Lots of scientists tend to fall into the first camp, constantly claiming that they newly discovered fact is true over and over again. Economists, on the other hand, recognize that models and conceptualizations of our world aren’t perfect, and must be updated over time. At Stanford, there are always some kids in ECON1 (introduction to Economics) who will challenge the basic supply and demand models, claiming that they are inaccurate. This isn’t quite correct; the basic supply/demand model is good for conceptual understanding, and holds in terms of broad facts, but the model is certainly imprecise, leaving out many exogenous and endogenous characteristics that need to be considered to continually refine the model. While many of my friends in the “hard sciences” treat new discoveries as the complete truth, a lot more of my friends who also study Economics take everything with a few grains of salt, reviewing the limitations of new studies, their methodologies, and scope.

It’s important to acknowledge the second and third camps of people, those who cherrypick scientific knowledge and those who ignore knowledge.

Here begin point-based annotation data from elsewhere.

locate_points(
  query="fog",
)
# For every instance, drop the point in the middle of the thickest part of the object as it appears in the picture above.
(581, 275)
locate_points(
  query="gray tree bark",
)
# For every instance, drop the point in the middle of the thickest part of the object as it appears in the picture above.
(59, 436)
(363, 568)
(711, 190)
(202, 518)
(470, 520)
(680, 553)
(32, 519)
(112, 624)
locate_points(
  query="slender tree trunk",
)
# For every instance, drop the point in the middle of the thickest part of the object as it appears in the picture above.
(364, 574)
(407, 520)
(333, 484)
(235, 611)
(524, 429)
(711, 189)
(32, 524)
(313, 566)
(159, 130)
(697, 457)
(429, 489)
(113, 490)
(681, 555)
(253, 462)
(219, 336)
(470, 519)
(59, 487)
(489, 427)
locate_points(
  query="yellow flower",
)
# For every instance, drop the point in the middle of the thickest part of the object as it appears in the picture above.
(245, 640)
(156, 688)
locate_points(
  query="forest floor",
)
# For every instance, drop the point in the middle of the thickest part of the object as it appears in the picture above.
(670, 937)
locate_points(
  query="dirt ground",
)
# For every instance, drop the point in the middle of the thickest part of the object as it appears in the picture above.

It’s relatively easy to disprove something – you can disregard the importance of a model or a theory by showing it doesn’t match real data – but it’s very hard to prove something is true; instead, we try to get as close as possible to something that appears to be confirmed by the widest possible scope of measurement. From the Wired article, the author used the real-life example of a low-friction car with a fan on its back, blowing at a constant force. When the car continued to increase its speed instead of arriving at a constant speed on a short track, his students requested a longer one. While he was able to obtain a larger track, there are limits to that scaling, just as there are limits in exploring all of the sciences.

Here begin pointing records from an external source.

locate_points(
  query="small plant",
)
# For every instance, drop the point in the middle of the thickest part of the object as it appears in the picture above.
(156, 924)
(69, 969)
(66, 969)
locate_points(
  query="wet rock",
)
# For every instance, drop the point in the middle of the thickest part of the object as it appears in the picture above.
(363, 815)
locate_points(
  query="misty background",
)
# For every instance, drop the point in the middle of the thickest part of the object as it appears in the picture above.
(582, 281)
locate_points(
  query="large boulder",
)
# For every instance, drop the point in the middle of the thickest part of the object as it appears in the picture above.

The problem of ignorance arises from people who fail to realize that we cannot be truly certain of something unless we test the entire population of interest (which, for some questions, is the entire universe), but we can work to gain a scientific consensus on something we believe to be the truth, even if parts of our truth may be updated over time. Economists push back against all three camps, the first for naively accepting the next “truth” as the complete truth, the second for jumping to conclusions (raising wages doesn’t necessarily lead to a large increase – or any increase – in unemployment, for example), and the third for being willfully stupid (“printing more money” won’t magically fix everything). This is why I say Economics is the honest science – Economists are willing to acknowledge shortcomings in their modern science that’s still relatively young, work hard to develop better ways of understanding our world, and share that knowledge with the world.